No, that’s life! That’s the thing we’ve been living through right now. But, like I said, the thing that has been very profound about all this is that there are so many things around us that are positive. Not that you totally take those things for granted, and that you absolutely have to need to have something bad happen to be able to see those, but in the state of reflection — for me at least – the thing that kept on coming to mind was just how many blessings I’ve had in life. Even the people that pass away, the time we had with them, like I said, was a blessing. Selfishly, you want to have those people back in your life, you just have to appreciate the time you had with them and hold the people that are here with you more near and dear.

I know you said that for this album, when you first started recording it, you didn’t really figure out the sound you wanted until a couple sessions in. Is it scary going in blind like that?

Every record is. Also, we kind of leave a certain amount of the record to discovery. And it’s hard to not totally manipulate the record selfishly, and have a certain envisionment of what you want the record to be, but we always try to at least gravitate towards letting the record speak for itself in a more overall perspective. Doing that takes time, and letting things unfold, and following your gut reaction on what excites you [and say] “okay, this is where we’ve hit something that we feel most excited about and that translates well to us.” Because any time we’ve ever been like “oh, we’re going in this direction,” it always feels contrived. And you go through some of that on the record. We’re human beings and each of us as members of this band have different likes and dislikes, and that plays a big part in the journey of the record. For us, when we all feel unified and we’re writing a group of two or three songs that we feel really are special, then we get a better grasp on what we feel like the record is going to be.

And it always changes from different phases within the whole recording process. I mean, even down to the mixing. Within the mixing of the record, there’s still some sort of discovery, and you have a general roundabout idea of that the record is going to be, because you have all the songs. When the dynamics change within the songs, and some songs that you don’t even consider to be a song that’s going to make the record, then you go to the mixing process and it creates a dynamic that you really didn’t see within that song, they can become one of your favorite songs on the record. We definitely found some of that within the mixing process too. It’s a pretty crazy up-and-down mindfuck that making a record is. [laughs] But I feel like if you’re uncomfortable, and you’re learning doing that, and you follow that journey, for us at least, that equals growth. That’s what we set out to do on every record – grow, and make an as honest interpretation of what we’ve been though and what we want to share with people.
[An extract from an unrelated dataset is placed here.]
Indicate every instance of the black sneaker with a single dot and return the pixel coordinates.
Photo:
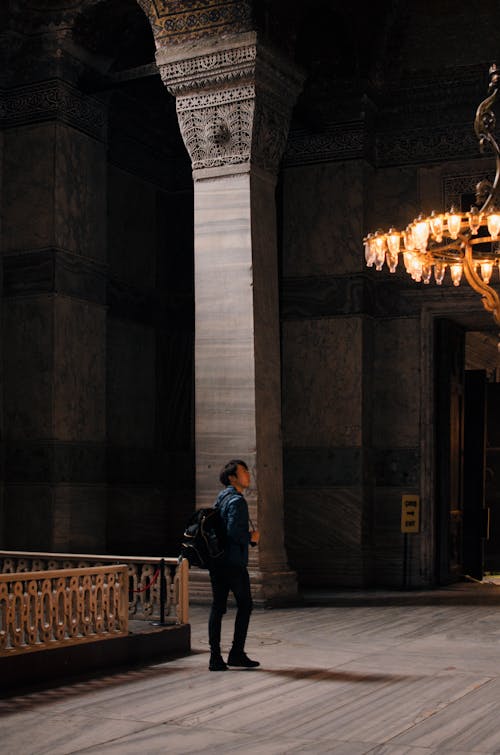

In that sense, going in blind is the beauty of the process then, isn’t it?

Yeah, I mean, it really is. In the middle of it, you’re going through so much, so many different emotions — days where you’re like “yeah, we’ve conquered the world!” and days where you’re like “I don’t know where we are! We’re completely lost, maybe we have to scrap everything!” You know? But that’s how life is as well. Some days you feel on top of the world, some days you feel like you’re in hell.

The band has talked about not wanting to be tied to any one genre, and in 2019 genre is kind of a weird thing anyways, because you have so many cross-pollinations of genres and subgenres. How do you actively work on not getting pigeonholed?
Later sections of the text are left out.